The defense rested largely upon the insistence that there was no evidence of a release of E. B. Stone, the original debtor, and the mere verbal promise of defendant to pay the debt comes within the influence of the statute of frauds, and is therefore unenforceable. Section 8034, subd. 3, Code 1923; Thornton v. Guice, 73 Ala. 321.
This argument, however, leaves out of consideration the authorities of this jurisdiction to the effect the statute is without application where the promise is based upon a new and valuable consideration moving to the promisor. Mitchell v. Hickman, 208 Ala. 344, 94 So. 284; Borden v. King Mill Lbr. Co., 214 Ala. 308, 107 So. 455; Westmoreland v. Porter, 75 Ala. 452; Coleman v. Hatcher, 77 Ala. 217. In such a case "the debt of another * * * comes in incidentally as a measure of damages." Westmoreland v. Porter, supra.
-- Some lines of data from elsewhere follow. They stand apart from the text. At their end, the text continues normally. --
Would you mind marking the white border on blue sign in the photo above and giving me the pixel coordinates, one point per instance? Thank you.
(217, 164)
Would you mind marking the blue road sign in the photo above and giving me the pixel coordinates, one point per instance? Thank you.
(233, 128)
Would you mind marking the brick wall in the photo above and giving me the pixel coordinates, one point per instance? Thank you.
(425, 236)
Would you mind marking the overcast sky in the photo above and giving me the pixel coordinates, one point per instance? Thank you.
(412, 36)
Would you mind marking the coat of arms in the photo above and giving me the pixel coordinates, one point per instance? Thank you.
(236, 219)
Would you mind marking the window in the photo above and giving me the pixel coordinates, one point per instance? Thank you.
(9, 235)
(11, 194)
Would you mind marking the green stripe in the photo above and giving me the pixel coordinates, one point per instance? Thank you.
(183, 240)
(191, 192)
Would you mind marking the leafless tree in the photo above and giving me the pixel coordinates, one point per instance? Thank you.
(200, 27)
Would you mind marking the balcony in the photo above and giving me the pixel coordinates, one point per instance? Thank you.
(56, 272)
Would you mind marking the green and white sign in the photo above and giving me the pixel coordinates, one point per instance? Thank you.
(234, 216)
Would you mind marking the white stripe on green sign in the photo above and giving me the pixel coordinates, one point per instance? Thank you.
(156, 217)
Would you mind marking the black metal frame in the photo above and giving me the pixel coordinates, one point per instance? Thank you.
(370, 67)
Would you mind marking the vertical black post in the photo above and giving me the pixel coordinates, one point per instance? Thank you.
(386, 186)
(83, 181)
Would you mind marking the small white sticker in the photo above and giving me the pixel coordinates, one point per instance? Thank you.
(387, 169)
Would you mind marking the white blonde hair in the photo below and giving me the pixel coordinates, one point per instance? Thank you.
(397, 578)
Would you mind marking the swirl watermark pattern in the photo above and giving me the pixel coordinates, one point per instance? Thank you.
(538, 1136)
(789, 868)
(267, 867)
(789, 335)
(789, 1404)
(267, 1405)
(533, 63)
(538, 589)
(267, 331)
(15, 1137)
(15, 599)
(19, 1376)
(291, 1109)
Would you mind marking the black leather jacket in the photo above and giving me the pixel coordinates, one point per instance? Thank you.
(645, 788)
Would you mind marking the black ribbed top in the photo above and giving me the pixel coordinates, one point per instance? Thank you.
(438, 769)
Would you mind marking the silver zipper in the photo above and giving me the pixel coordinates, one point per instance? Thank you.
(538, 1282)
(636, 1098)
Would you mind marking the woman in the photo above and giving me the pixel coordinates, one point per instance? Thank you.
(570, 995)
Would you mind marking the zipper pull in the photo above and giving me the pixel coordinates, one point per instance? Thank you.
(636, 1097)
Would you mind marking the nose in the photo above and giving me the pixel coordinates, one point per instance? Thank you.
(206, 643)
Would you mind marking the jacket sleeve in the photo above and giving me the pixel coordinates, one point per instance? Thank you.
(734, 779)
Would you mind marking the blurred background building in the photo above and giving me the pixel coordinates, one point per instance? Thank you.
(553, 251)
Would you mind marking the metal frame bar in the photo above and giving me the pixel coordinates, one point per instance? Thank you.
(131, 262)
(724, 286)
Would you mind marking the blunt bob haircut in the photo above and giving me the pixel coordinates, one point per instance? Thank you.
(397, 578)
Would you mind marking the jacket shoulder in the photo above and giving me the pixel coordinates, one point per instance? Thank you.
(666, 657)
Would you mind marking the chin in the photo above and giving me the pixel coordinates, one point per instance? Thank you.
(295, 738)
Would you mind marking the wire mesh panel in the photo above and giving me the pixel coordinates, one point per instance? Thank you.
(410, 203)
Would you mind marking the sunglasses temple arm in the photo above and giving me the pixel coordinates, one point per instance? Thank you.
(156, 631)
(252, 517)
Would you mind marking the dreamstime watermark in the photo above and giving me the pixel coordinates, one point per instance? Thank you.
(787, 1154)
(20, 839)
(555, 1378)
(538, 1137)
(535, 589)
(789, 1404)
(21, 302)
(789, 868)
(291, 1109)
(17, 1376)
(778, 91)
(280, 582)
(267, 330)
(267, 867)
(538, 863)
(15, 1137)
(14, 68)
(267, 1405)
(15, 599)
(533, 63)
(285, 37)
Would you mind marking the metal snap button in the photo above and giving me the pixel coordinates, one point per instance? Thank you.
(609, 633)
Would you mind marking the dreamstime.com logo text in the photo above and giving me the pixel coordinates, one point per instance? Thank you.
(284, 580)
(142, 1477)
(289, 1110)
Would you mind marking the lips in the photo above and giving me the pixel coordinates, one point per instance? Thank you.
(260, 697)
The evidence brings the case within these latter authorities, and is to the effect that plaintiff gave consent for the tractor to be delivered to defendant upon his express promise to pay the balance due therefor. It was so delivered and used, and two payments made by defendant in pursuance of said promise. The whole transaction, while in form a mere promise of guaranty or suretyship, yet in fact becomes a new agreement supported by a valuable consideration — in the instant case a delivery of the tractor to defendant, with plaintiff's consent based upon the new promise. Indeed, in the recent case of Copeland v. Beard, 217 Ala. 216, 115 So. 389, it was noted that the consideration of the promise passing between promisor and promisee is also consideration for the completed contract between all parties.
Defendant further insists the promise to pay was conditioned upon the original debtor working at the mill, which condition was not met. The evidence, however, fully justifies the conclusion that, if there was any such understanding as between defendant and the original debtor, it was not made known to plaintiff, and that the promise to the latter was express and unconditional.
There is suggestion in brief of fatal variance between the averments of the complaint (count 1) and the proof, in that the evidence tends to show the purchase of the tractor was not made by defendant but by the partnership, the Stone Lumber Company. Defendant was part owner of the Stone Lumber Company, and he it was who made the promise to plaintiff to pay for the tractor. It is settled in this state that a "creditor may declare on the debt, as the individual liability of the partner sued." First Nat. Bank v. Capps, 208 Ala. 207, 94 So. 109. There was therefore no material variance.
What has been said suffices for our conclusion that the demurrer to count I was properly overruled, and that the evidence amply justified the judgment rendered.
We find no error. Let the judgment be affirmed.
Affirmed.
ANDERSON, C. J., and BOULDIN and FOSTER, JJ., concur.